Arnon Grunberg

Abduction

Snatched

On the state and the enemies from within – Natalie Kitroeff and Ronen Bergman in NYT:

‘It is perhaps Mexico’s most notorious cold case — 43 college students shot at by the police, forced into patrol cars, handed over to a drug cartel and never seen again.
The mystery has haunted the nation for nearly a decade. How could a relatively unknown gang pull off one of the worst atrocities in Mexico’s recent history, with the help of the police and the military watching the mass abduction unfold in real time? A vast trove of about 23,000 unpublished text messages, witness testimony and investigative files obtained by The New York Times point to an answer: Just about every arm of government in that part of southern Mexico had been secretly working for the criminal group for months, putting the machinery of the state in the cartel’s hands and flattening any obstacle that got in its way.
The police commanders whose officers snatched many of the students that night in 2014 had been taking direct orders from the drug traffickers, the text messages show. One of the commanders gave guns to cartel members, while another hunted down their rivals on command.’

(…)

‘The text messages may also help answer another open question in the case: Why did Guerreros Unidos execute a group of 43 students who were training to be teachers and had nothing to do with organized crime? In the months and weeks before the abduction, the wiretaps show, the cartel had grown increasingly paranoid, beset by deadly infighting and scrambling to defend its territory as rivals pushed in.
So, when dozens of young men swept into the city of Iguala on passenger buses — not unlike the ones the cartel used to smuggle drugs into the United States — the traffickers mistook their convoy for an intrusion by enemies and gave the order to attack, prosecutors now say.
Nine years after the students vanished, no one has been convicted of the crime, turning the case into a symbol of a broken system that cannot solve even the most brazen acts of brutality. The previous government was accused of orchestrating a sweeping cover-up to hide the involvement of federal forces in the abduction, especially the all-powerful military.
Now the investigation is at a critical juncture. Under President Andrés Manuel López Obrador, the authorities have ordered the arrest of 20 Mexican soldiers in connection with the kidnappings, including more than a dozen in June. The unpublished wiretaps have been crucial to building the case.’

(…)

‘Minutes after the students left the bus station, the police chased them down, opened fire and hauled them away. Multiple cartel members have testified that the victims were turned over to the criminal group, which killed them and disposed of their bodies.
The army received constant updates about the crime as it happened. Soldiers were on the streets and a local battalion even had an informant embedded with the students, investigations have shown.
Army intelligence officials were also listening. They were spying on a cartel boss and a police commander as they discussed where to take some of the students that night, military documents show.
And days after the attack, the army knew the location of two suspects talking about releasing students who, investigators say, may have still been alive.
How the military knew this is now clearer — it was using a powerful spy tool manufactured in Israel, known as Pegasus, to surveil the gang’s members, an investigator told The Times.’

(…)

‘“You tell yourself, ‘I know I’m committing a crime,’” a police officer said, according to a previously unpublished transcript of his interrogation by law enforcement. But it was impossible to resist regular $50 payments, he said.
“You say, ‘I’m not going to take it, so I don’t get myself into trouble,’ but then you say, ‘No, wait,’” he said.
When cartel members needed to pass through a checkpoint, move weapons or ambush their rivals, they turned to the police.
“Don’t worry, cousin,” a police commander told a cartel member in one message, “you know that we are 1,000 percent with you here.”’ (…)

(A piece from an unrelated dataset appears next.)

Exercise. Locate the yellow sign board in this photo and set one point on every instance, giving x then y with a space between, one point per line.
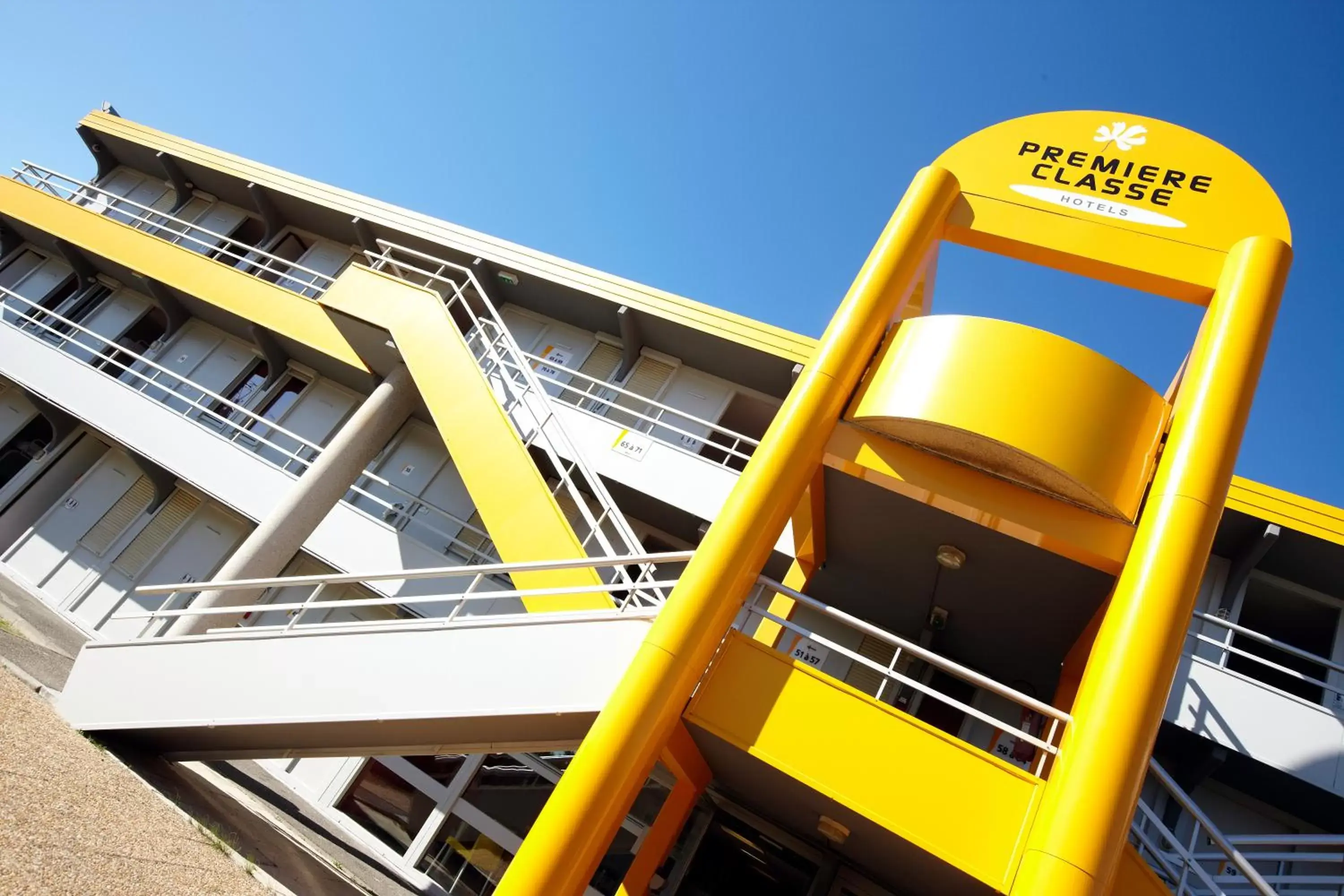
1065 182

‘The ties between the cartel and the authorities were still strong.
One of the traffickers involved in the kidnapping talked about how he had just “gotten drunk with the soldiers” at a local restaurant, the wiretaps show. A money manager for the cartel said he had made friends with a federal police commander. A city councilman talked about moving drugs to the United States.
One night, the wife of a jailed boss lost track of a shipment of drugs on its way to the United States. Thinking the smuggler might have made off with the stash, she asked an associate to give him a warning.
“Doesn’t the driver know what happened to the 43,” she said, referring to the abducted students. “I’m sure he doesn’t want to be number 44.”’

Read the article here.

Of course, Pegasus. What else?

The deadly marriage between state and organized crime is common in many countries. From Russia to Italy, and no country is immune to it, not even Iceland. But not in many cases this affair is conducted so open and shameless as in Mexico.

The disaster that is called the war on drugs is also responsible for this deadly affair. Legalization is not a panacea, but the current situation makes organized crime an excellent opportunity for ambitious men and women.